Still, Bowie's acts proved too outrageous even for the times (the Rock Against Racism coalition would cite Bowie as a main offender), and he spent the next few decades publicly repenting. Far from having escaped from delusions and bad magic in Los Angeles, Bowie had turned out to be an infected host, bringing his cocaine-fueled necromancy back to Europe.

https://bowiesongs.wordpress.com/category/station-to-station-1976

It's mentioned in the LOW 33 1/3rd book that Bowie was also optioned to star in a film about Goebbels (obviously not a hagiography), which I'll never decide whether that compounds or helps explain the situation.

One thing to keep in mind is that Bowie grew up essentially in the ruins of the Blitzkrieg.

ian

Look at SCARY MONSTERS. It's an album-length indictment of the incoming Thatcher/Reagan era of conservatism/racism that was infecting the western world.
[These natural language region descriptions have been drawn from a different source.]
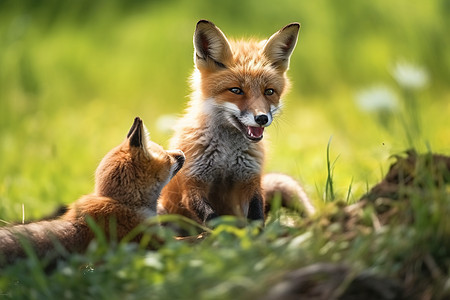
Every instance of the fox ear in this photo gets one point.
(280, 45)
(135, 135)
(212, 49)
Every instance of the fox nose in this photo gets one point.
(179, 158)
(261, 119)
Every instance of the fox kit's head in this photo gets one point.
(241, 82)
(134, 172)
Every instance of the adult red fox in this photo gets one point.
(237, 88)
(128, 182)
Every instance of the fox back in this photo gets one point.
(129, 180)
(237, 89)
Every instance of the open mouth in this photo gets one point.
(254, 134)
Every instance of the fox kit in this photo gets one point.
(128, 183)
(237, 86)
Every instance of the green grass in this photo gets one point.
(74, 75)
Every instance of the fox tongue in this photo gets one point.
(255, 132)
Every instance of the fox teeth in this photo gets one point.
(255, 132)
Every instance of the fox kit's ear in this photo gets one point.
(280, 45)
(212, 49)
(135, 135)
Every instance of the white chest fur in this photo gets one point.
(224, 153)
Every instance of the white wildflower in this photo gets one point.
(410, 76)
(377, 98)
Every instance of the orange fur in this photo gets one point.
(237, 89)
(128, 183)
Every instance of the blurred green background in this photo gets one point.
(373, 75)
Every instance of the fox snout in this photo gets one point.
(261, 119)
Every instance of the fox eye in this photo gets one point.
(269, 92)
(236, 91)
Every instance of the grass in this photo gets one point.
(74, 75)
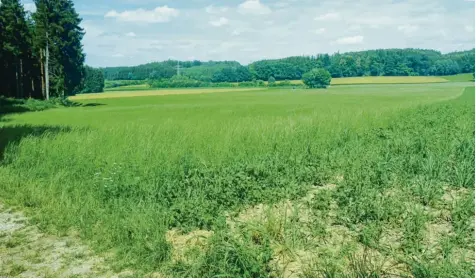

You hear it once the tape starts on It's No Game, to Fashion, and apexing on Scream Like a Baby. Somewhere in the middle Bowie calls out the entirety of New Wave as pretenders to the throne in Teenage Wildlife. The album is a bookend to the best run anyone or any band has ever had, to this day. The only competitor is Kanye at this point.

If you'd like to start with Bowie, I can't think of a better way than to listen to SCARY MONSTERS.



You can almost hear the *whoosh* of this going over the heads of the crowd.

momitsnowme

Thanks Ian. That's basically the conclusion I was hoping most Bowie fans would draw and you explained it really eloquently.

Since I got personal with it anyway, the thing that first made me make the Cosby comparison is that the same woman who I posted the screen shot of, a week earlier posted some thing like "someone in your friends list has been raped. Imagine how they feel when you defend Bill Cosby" and then was jumping all over people for even suggesting Bowie could have done anything wrong ever and saying things like "come on. It was the 70s" and I felt like "welp. Someone in your friends list has been sexually taken advantage of by an asshole older guy."

ian

These power dynamics are real and dangerous, for every Bright Eyes thing we hear about I assume there are a million low level "let's ply this starry eyed girl or boy with drinks" anecdotes that exist only in the ether. I love the Rolling Stones and Led Zep, and we can only imagine the things we don't know. We can barely police punk. We can barely keep Boyd Rice from popping up again and again, and he's literally a white supremacist who Cold Cave booked.

There's only so much I can really throw into the pot here as a cis white male who questions his own privilege in this arena to the point where I hate dating.

I'm sorry that happened to you, but I'm glad that you grew from it and landed deftly into a good life.